Who Will Be Present At A Jury Trial?
Jury trials are public, so anyone can be in the courtroom. The reality is not what’s shown on TV, with the gallery packed. In fact, if there is anyone in the courtroom, the question is who are they and why are they there. I’m a fan of watching other jury trials, so I’ve have sat in on random trials, and people asked me why I was there (to which I responded that I was just observing). With Zoom, it is easier to watch trials because I don’t have to go into the courthouse. The judge, the defense team, and the plaintiff’s team will be present at a jury trial. There will also be a bailiff who swears in witnesses, a clerk who will accept evidence and mark exhibits, and a court reporter who will take down every word in real time. Perhaps most importantly, the jury will be in the courtroom. In Florida, we have six jurors on civil cases and sometimes have a couple of alternates present.
The plaintiff will be able to testify, and is probably the most important witness to their case, because no one will know the case like they do. I’m a big believer in using lay witnesses to help support my clients’ claims. A lay witness is someone who doesn’t know much about what actually happened, such as the mechanism of the crash, but they will know the plaintiff as a human being, including how they were prior, during, and after the incident. The lay witness will be able to speak to the plaintiff’s character and reputation.
In this way, the lay witness will be very helpful, because in every single case, the defense will either flat-out call the plaintiff a liar, or will insinuate that the plaintiff is a liar, and that they are not truly injured. To combat such accusations, we use lay witnesses. Lay witnesses can be friends, family, coworkers, the laundry mat guy, or anyone who can tell some stories for about 15 or 20 minutes about how the incident has affected the plaintiff’s life.
We find that lay witnesses are the most persuasive, because they generally don’t have a dog in the fight. For example, if the defense’s medical witness says that the plaintiff should have healed after 12 weeks, then we would call in our client’s supervisor and ask them about their work ethic and character and how they didn’t miss any time, despite having to take breaks and medication to manage their condition. We would highlight that, based on their behavior, our client doesn’t sound like someone who would lie.
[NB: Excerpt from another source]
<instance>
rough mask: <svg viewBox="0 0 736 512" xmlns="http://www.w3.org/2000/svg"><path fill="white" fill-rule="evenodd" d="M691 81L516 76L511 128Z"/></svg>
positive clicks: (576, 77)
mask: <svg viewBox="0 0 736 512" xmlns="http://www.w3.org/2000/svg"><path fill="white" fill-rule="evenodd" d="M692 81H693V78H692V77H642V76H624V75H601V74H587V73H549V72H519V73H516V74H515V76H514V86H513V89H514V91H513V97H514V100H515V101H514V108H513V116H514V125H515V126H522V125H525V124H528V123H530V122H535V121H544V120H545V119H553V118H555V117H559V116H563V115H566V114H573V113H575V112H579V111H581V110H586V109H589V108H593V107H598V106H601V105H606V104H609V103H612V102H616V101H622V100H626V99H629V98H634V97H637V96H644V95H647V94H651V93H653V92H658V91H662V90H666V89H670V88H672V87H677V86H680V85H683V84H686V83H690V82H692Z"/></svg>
Similarly, we might point to the fact that our client attended every single one of their doctor’s appointments and did everything that the medical providers recommended. We would use that to show the jury that the plaintiff hasn’t behaved like someone who has fabricated their injury. We bring in people who don’t have a dog in the fight, and we really call out the defense for what they’re doing, which is calling our client a liar, a thief, and a cheat.
Lay witnesses are also very good at walking us through the damages in the case. For this, I will use another metaphor called “pilot light pain.” I’ve taken this term from very good attorneys because it does a good job of describing the type of pain that many of my clients experience. A pilot light is always flickering and sometimes flaring, and in the same way, my clients’ pain is always there, and sometimes it is flaring up.
We bring in lay witnesses to talk about how our clients are constantly having to decide between doing something or not doing something, like taking a slightly longer walk and “paying the price” the next day, or playing catch with their son knowing that they will be in a lot of pain the following morning. Pilot light pain isn’t the type of pain that always and entirely precludes someone from taking part in some sort of activity; the activity can usually still be done, but the experience is different, and the looming threat of more pain or a “flare up” is always there.
The same is true when it comes to loss of enjoyment of life damages. Florida jury instructions contain a line for loss of enjoyment of life—that’s how important it is. We treasure pleasure, and life is hard. For loss of enjoyment of life, we can still go to the movies and enjoy the movie, but the experience is different because we might be constantly shifting around and stretching to try to mitigate the pain. We can still go to church services, but the experience is different because we might be distracted from what the preacher is saying, and worried about needing to stand up and stretch, but not wanting to be rude.
These are examples of things that clients can still do, but that have been impacted by their injury. Lay witnesses are great at talking about these types of experiences and helping the jury understand how the plaintiff’s life has been affected by their injuries. If we ask our client how life has been different, they might say that they can no longer go golfing or ballroom dancing, and the reality is that most jurors won’t really care about the plaintiff’s inability to dance or golf once a month, because that really doesn’t have any value. The value is in the little things, like not worrying about causing a flare up of neck pain while brushing your teeth.
Lay witnesses are people who are really close to the witness, and who make trial exciting by talking about real life. Lay witnesses turn a trial into a television show or movie, unlike an expert witness who uses words that the jury can’t even understand. Lay witnesses are real people telling real stories that matter—stories that illustrate the plaintiff’s experience with their injuries.
We will also call expert witnesses (such as doctors), but so will the defense. In most cases, the testimony provided by our expert witness will be cancelled out by the testimony provided by the defense’s expert witness, which will leave the jurors to focus on the lay witnesses. For this reason and others, the testimony of lay witnesses is crucial to the plaintiff, as it will paint a credible, compelling story that benefits the plaintiff.